Between 1875 and 1900, the printing industry in the United States was revolutionized by new technologies. During the same period, the American perfume industry underwent remarkable growth, due to several cultural changes and scientific advances: new manufacturing processes, the invention of synthetic fragrance compounds, an expanding luxury market, and increasing opportunities for exhibiting scented toiletries at World’s Fairs and other large-scale expositions. American perfumeries, seeking effective and affordable methods of promoting their products to a newly affluent clientele, began advertising intensively through printed materials.

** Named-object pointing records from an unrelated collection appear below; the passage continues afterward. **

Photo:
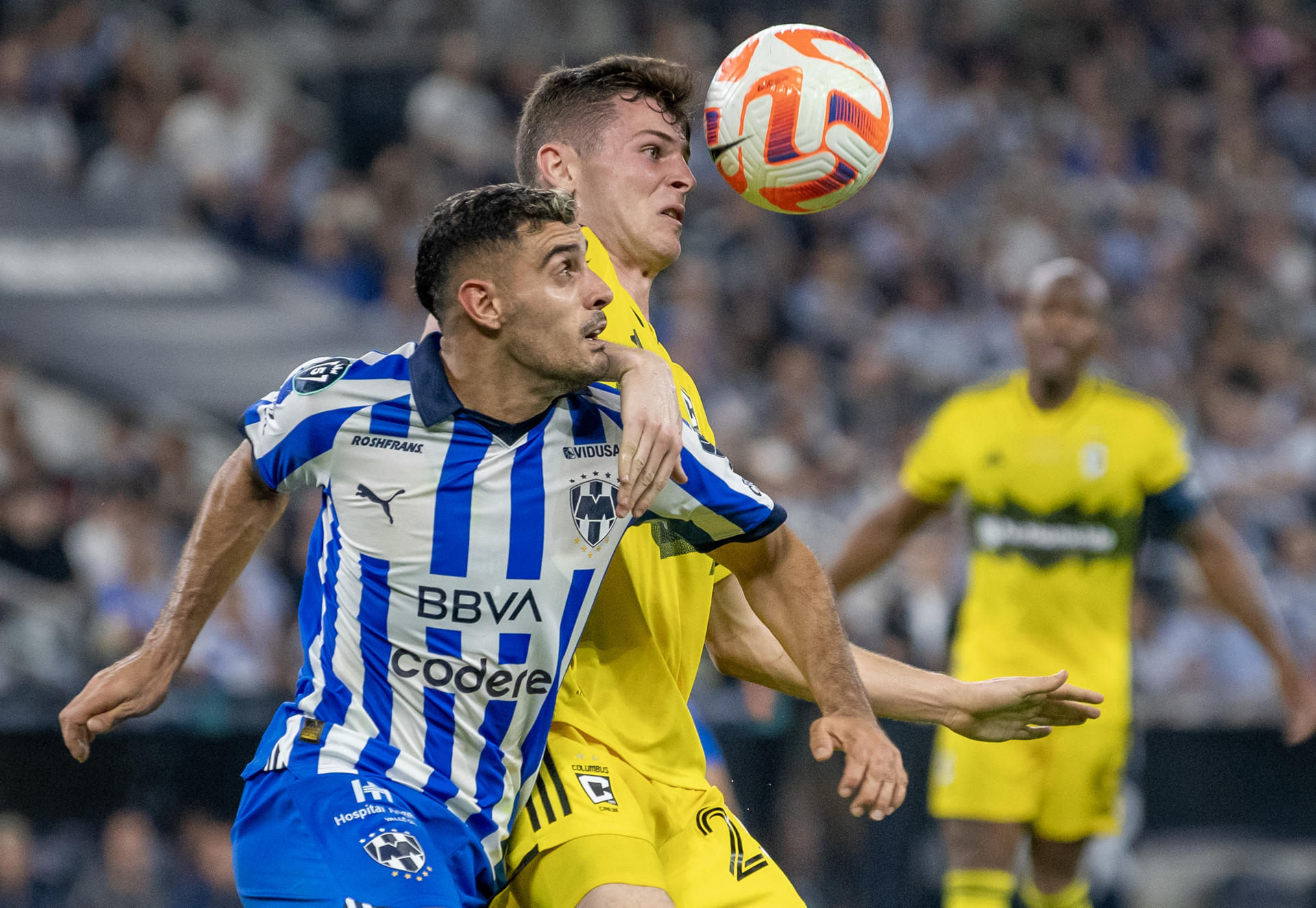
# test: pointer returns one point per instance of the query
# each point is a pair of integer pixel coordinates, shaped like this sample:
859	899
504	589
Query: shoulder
1135	406
975	396
332	382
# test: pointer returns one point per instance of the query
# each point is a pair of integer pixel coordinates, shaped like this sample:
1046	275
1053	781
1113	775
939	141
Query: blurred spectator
32	532
130	175
1294	586
217	134
16	859
128	873
241	646
457	119
34	138
130	602
208	853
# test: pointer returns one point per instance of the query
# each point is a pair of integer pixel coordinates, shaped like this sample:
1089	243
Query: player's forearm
1234	582
786	589
742	646
237	512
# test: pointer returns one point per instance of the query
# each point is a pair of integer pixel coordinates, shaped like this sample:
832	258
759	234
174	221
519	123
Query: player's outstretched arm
879	537
1234	582
789	593
650	427
997	709
237	512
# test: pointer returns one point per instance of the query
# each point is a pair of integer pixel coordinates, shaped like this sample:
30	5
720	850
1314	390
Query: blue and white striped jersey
452	572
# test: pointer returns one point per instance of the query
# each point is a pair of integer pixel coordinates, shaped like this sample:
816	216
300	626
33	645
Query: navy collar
432	395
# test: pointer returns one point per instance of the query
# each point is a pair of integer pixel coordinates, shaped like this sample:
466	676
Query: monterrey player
470	510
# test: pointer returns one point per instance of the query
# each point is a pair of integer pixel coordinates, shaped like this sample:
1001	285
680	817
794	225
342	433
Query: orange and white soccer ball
798	119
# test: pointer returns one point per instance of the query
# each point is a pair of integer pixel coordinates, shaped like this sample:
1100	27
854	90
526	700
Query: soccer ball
798	119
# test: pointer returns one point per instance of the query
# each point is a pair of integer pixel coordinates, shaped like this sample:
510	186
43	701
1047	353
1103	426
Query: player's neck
1052	391
636	282
489	382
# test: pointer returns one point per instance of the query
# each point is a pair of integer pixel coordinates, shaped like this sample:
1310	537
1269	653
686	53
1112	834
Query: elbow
724	657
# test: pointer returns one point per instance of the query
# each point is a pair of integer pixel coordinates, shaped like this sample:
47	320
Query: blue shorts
345	842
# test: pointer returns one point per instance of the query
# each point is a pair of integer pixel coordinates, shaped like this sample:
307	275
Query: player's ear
479	300
559	164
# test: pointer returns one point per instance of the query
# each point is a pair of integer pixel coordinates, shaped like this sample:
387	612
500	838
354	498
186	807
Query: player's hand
650	436
1300	696
874	773
1020	709
133	686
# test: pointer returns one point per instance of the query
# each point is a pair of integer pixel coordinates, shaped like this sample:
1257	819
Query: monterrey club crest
594	506
396	850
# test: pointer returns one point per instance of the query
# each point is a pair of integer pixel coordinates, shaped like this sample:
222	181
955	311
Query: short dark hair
572	104
473	221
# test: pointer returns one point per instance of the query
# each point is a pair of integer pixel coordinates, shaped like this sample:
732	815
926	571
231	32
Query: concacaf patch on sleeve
320	374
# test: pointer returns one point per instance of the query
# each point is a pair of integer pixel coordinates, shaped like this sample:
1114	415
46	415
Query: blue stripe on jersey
532	752
377	693
377	757
490	776
334	699
439	717
311	607
307	440
391	417
393	366
453	500
512	650
526	543
711	490
586	423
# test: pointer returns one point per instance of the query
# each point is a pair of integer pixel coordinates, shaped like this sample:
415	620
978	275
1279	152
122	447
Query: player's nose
683	178
598	294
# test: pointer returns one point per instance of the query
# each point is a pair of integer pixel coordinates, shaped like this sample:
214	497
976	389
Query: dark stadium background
195	197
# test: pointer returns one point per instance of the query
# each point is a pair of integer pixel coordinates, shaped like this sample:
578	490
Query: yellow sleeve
932	467
1168	460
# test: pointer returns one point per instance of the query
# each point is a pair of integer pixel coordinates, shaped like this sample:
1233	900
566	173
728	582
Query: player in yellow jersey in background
1057	469
623	813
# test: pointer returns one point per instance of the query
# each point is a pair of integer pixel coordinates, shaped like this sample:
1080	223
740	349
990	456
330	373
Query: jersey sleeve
293	429
932	469
1174	495
715	504
1167	460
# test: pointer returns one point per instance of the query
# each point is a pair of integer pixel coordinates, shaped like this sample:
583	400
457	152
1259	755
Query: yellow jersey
1054	500
629	680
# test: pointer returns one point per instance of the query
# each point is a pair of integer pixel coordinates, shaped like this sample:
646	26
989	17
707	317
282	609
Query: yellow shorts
1065	786
594	819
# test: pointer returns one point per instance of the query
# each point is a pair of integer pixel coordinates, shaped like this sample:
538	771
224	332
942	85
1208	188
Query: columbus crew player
625	813
1057	469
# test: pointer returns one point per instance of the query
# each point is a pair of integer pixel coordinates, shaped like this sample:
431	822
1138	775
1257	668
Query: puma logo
362	493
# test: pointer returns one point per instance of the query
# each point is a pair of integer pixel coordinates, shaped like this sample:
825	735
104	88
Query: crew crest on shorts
450	572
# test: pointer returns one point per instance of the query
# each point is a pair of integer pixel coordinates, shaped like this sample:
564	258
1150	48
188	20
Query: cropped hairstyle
573	104
477	221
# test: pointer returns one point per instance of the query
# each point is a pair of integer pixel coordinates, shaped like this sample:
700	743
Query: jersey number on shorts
740	866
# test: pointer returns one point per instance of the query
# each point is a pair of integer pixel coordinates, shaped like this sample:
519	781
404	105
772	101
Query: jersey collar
432	395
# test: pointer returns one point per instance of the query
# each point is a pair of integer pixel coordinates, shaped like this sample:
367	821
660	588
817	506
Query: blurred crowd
1170	144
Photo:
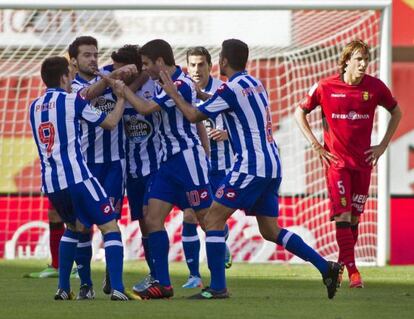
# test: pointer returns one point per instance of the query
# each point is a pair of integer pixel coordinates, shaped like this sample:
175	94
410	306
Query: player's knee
143	227
71	227
109	227
214	220
269	234
153	222
344	217
190	216
53	216
354	220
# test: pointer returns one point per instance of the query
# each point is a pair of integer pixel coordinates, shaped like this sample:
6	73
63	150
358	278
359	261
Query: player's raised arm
99	87
376	151
301	119
190	112
113	118
140	105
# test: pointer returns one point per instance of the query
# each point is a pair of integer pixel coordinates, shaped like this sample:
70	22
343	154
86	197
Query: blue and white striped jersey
245	106
177	133
221	154
99	145
55	118
143	144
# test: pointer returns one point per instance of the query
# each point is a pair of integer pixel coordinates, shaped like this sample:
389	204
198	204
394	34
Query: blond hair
349	49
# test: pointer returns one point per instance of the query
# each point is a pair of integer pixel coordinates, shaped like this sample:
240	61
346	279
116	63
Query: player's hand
218	135
118	87
167	84
327	157
374	153
203	96
125	72
108	80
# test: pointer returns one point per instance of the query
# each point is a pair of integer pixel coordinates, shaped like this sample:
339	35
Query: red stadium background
17	210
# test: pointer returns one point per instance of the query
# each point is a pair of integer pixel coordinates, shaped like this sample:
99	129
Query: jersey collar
177	73
55	89
209	84
237	74
80	79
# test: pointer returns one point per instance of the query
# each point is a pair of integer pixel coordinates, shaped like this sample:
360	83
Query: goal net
290	50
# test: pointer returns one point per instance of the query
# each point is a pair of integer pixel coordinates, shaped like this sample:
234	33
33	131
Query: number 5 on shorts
341	187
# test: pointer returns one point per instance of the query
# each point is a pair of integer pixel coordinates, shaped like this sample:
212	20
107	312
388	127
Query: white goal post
284	52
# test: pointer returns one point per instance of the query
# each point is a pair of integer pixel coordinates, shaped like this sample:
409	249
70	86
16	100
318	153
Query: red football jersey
348	115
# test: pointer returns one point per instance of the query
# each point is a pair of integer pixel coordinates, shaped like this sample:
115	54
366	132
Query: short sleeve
221	101
164	100
312	100
386	98
87	112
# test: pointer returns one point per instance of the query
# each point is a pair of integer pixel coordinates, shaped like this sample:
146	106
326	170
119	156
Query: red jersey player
348	101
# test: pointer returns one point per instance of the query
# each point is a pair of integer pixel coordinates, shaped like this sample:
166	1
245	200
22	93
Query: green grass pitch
257	291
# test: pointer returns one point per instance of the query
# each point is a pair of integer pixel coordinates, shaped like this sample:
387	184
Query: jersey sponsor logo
209	125
358	202
221	88
138	130
251	90
365	95
195	197
220	191
104	105
352	115
178	83
313	89
338	95
147	95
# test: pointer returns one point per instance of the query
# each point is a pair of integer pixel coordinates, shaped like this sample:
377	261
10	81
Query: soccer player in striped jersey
221	157
348	101
254	180
55	118
182	178
143	147
56	230
103	149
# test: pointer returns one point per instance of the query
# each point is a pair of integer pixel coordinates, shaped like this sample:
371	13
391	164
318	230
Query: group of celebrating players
194	142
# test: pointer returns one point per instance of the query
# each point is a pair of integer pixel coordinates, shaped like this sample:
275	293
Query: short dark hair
199	51
349	49
236	52
83	40
158	49
53	68
128	54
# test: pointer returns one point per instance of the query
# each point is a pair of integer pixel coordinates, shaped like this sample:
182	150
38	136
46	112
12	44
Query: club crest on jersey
230	194
178	83
220	192
138	130
104	104
106	209
221	88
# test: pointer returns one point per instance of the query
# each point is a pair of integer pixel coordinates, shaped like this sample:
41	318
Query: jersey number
46	132
269	135
341	187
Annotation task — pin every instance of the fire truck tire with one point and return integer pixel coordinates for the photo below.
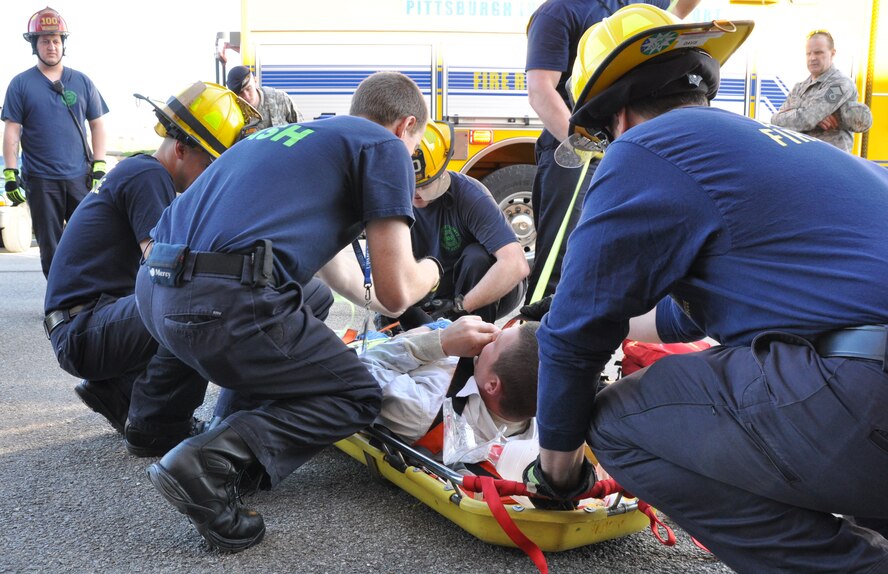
(16, 231)
(510, 187)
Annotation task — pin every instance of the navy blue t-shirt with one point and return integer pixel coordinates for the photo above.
(556, 27)
(51, 143)
(465, 214)
(750, 227)
(309, 188)
(99, 250)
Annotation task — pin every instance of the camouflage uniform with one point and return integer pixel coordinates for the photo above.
(813, 100)
(277, 108)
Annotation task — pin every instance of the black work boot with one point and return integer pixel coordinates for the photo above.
(199, 477)
(144, 444)
(106, 400)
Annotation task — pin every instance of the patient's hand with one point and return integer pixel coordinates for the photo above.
(467, 336)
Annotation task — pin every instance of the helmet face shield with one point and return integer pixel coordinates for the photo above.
(604, 77)
(434, 152)
(207, 114)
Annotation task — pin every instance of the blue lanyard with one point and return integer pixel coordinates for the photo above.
(364, 262)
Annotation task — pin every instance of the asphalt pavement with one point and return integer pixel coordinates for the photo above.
(72, 500)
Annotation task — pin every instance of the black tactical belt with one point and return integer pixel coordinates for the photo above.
(56, 318)
(255, 268)
(864, 342)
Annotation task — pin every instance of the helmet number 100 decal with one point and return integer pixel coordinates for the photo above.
(658, 42)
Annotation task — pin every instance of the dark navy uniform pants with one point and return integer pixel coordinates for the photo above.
(754, 451)
(52, 203)
(263, 342)
(108, 344)
(553, 189)
(316, 296)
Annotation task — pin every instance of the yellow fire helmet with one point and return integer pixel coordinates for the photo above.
(435, 150)
(208, 114)
(640, 51)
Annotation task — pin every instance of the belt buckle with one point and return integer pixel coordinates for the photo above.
(46, 321)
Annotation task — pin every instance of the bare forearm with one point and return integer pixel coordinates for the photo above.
(547, 102)
(502, 277)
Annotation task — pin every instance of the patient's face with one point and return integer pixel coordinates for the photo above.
(501, 343)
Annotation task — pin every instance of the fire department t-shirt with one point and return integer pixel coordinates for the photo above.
(52, 145)
(309, 188)
(465, 214)
(556, 27)
(99, 250)
(748, 227)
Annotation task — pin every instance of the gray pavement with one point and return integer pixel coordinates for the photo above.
(73, 500)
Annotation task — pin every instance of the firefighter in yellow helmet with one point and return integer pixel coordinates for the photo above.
(53, 113)
(458, 223)
(702, 222)
(91, 315)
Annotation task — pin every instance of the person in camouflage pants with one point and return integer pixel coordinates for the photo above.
(825, 105)
(276, 107)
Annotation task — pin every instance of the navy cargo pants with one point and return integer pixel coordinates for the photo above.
(264, 343)
(553, 189)
(108, 344)
(754, 451)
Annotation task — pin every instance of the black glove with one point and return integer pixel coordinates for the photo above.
(451, 309)
(96, 172)
(535, 311)
(15, 189)
(557, 499)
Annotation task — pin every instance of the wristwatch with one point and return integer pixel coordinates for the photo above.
(458, 308)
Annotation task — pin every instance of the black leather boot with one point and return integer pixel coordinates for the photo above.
(106, 400)
(199, 477)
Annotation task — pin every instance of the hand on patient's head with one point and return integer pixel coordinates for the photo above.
(467, 336)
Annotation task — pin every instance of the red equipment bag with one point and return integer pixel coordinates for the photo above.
(638, 355)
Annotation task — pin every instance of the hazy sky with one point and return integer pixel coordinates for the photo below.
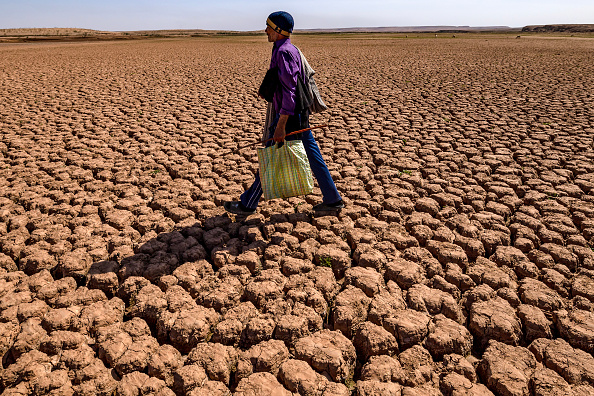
(251, 15)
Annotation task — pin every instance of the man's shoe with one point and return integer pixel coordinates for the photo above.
(236, 207)
(333, 207)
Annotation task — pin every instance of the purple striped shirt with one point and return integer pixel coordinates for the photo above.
(286, 57)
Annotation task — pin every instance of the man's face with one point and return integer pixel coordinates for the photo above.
(272, 35)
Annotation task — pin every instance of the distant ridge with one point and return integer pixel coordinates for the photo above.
(569, 28)
(414, 29)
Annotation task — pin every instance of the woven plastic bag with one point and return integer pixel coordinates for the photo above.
(285, 170)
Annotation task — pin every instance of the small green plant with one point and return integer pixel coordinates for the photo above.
(326, 261)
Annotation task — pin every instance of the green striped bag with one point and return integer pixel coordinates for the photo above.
(285, 171)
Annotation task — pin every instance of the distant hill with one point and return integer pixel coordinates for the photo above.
(77, 34)
(560, 28)
(414, 29)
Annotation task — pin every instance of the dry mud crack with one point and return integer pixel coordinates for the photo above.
(462, 264)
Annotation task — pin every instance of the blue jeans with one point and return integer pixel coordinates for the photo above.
(251, 196)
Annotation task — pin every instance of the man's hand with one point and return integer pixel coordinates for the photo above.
(279, 132)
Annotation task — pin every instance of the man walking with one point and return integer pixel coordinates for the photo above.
(286, 58)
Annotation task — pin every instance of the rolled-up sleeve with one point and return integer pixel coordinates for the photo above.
(286, 57)
(288, 78)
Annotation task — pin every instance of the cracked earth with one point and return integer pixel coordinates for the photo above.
(462, 264)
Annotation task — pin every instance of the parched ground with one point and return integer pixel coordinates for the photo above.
(462, 264)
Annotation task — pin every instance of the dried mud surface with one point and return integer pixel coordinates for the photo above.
(462, 264)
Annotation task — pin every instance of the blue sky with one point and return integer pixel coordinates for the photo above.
(250, 15)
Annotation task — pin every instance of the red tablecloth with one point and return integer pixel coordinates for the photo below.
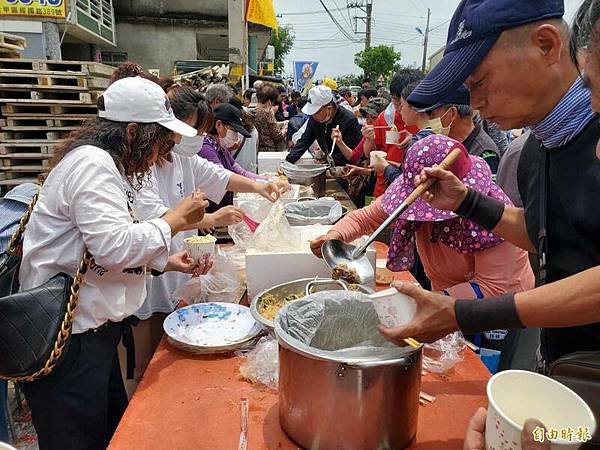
(193, 402)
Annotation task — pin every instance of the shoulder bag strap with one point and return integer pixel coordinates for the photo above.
(15, 240)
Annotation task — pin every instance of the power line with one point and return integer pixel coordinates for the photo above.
(306, 13)
(341, 28)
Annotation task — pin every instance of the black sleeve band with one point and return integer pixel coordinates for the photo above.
(481, 209)
(474, 316)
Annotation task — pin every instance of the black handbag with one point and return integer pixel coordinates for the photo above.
(35, 324)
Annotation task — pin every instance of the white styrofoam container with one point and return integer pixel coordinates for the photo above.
(268, 269)
(269, 162)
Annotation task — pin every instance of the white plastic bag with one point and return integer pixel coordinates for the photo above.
(221, 284)
(262, 363)
(322, 211)
(441, 355)
(273, 234)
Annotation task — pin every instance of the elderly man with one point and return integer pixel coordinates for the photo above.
(490, 38)
(218, 93)
(325, 116)
(347, 99)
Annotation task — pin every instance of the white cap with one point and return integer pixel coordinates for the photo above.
(318, 97)
(135, 99)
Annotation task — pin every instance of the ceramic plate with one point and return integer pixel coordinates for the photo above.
(211, 327)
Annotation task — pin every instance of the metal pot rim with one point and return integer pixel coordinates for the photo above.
(402, 358)
(269, 324)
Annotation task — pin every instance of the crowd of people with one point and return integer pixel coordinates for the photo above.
(162, 161)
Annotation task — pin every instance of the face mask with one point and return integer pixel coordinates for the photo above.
(436, 126)
(189, 146)
(390, 114)
(230, 139)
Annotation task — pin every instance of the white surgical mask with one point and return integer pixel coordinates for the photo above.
(189, 146)
(437, 127)
(230, 139)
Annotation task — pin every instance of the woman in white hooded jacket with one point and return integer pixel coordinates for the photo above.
(89, 200)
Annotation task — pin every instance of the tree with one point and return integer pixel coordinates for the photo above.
(283, 41)
(376, 61)
(349, 80)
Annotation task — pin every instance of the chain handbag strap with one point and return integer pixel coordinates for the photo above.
(64, 331)
(15, 239)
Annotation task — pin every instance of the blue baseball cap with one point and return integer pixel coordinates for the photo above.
(474, 29)
(460, 96)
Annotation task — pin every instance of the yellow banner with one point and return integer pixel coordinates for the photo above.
(262, 12)
(34, 8)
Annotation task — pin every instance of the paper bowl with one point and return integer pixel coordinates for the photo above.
(392, 137)
(516, 395)
(393, 308)
(200, 250)
(383, 275)
(377, 154)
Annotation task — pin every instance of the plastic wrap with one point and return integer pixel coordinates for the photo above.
(274, 234)
(323, 211)
(262, 363)
(336, 325)
(442, 355)
(221, 284)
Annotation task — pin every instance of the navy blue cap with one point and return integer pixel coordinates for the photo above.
(460, 96)
(474, 29)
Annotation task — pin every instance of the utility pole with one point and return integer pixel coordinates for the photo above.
(366, 6)
(425, 39)
(369, 18)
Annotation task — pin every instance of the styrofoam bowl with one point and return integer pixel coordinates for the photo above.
(517, 395)
(200, 250)
(377, 154)
(393, 308)
(392, 137)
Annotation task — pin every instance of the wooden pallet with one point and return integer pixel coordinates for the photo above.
(38, 109)
(44, 121)
(51, 96)
(12, 182)
(11, 122)
(35, 135)
(12, 39)
(26, 156)
(36, 147)
(23, 165)
(46, 108)
(87, 67)
(17, 171)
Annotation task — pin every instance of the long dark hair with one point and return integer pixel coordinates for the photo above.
(186, 101)
(583, 30)
(131, 159)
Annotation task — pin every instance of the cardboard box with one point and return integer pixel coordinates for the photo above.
(268, 162)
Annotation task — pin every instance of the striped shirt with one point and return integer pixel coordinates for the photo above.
(11, 212)
(568, 118)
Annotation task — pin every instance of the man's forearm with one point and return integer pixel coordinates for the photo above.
(238, 183)
(505, 221)
(569, 302)
(296, 153)
(572, 301)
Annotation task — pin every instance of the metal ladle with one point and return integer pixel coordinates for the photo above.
(336, 252)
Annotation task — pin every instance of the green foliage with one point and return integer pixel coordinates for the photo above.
(283, 41)
(376, 61)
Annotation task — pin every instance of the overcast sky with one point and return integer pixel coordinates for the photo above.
(394, 23)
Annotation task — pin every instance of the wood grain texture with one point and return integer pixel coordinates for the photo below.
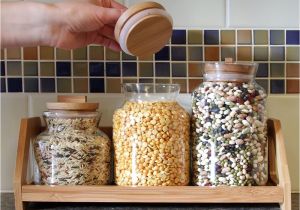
(182, 194)
(132, 11)
(281, 160)
(29, 128)
(149, 35)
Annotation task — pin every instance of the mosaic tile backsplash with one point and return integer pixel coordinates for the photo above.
(94, 69)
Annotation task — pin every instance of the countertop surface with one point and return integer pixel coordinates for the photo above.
(7, 203)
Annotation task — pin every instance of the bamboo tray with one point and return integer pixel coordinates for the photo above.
(278, 189)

But how could they use visual and verbal means to create desire for the intangible sensory experience of wearing personal fragrance?
Trade cards, in particular, encouraged the public taste for perfume in late nineteenth-century America. These colorful cards were an intriguing meeting-point for all the developments mentioned above, yet they have never been studied as a discrete phenomenon. Drawing on specific examples from the collections of the Metropolitan Museum of Art, the New-York Historical Society, the Boston Public Library, and Duke University, this paper considers the ways that American perfume companies used trade cards to promote their wares, with imagery that incorporated nostalgia, humor, references to fine art and literature, and allusions to feminine societal roles. Many cards were even scented with the very products that they advertised, adding a unique olfactory aspect to their interplay of image and text.
About the presenterJessica Murphy
Jessica Murphy is currently a Contractual Lecturer at the Metropolitan Museum of Art. She has also worked as Research Associate in the American Wing and the Department of Modern & Contemporary Art at the Met, where she specialized in American art of the late nineteenth and early twentieth centuries and contributed to publications including Stieglitz and His Artists: Matisse to O’Keeffe and The American West in Bronze, 1850-1925. She previously worked at the Philadelphia Museum of Art as a curatorial assistant and editorial assistant. She received her Ph.D. in Art History from the University of Delaware and wrote her dissertation on female artists of the Stieglitz Circle.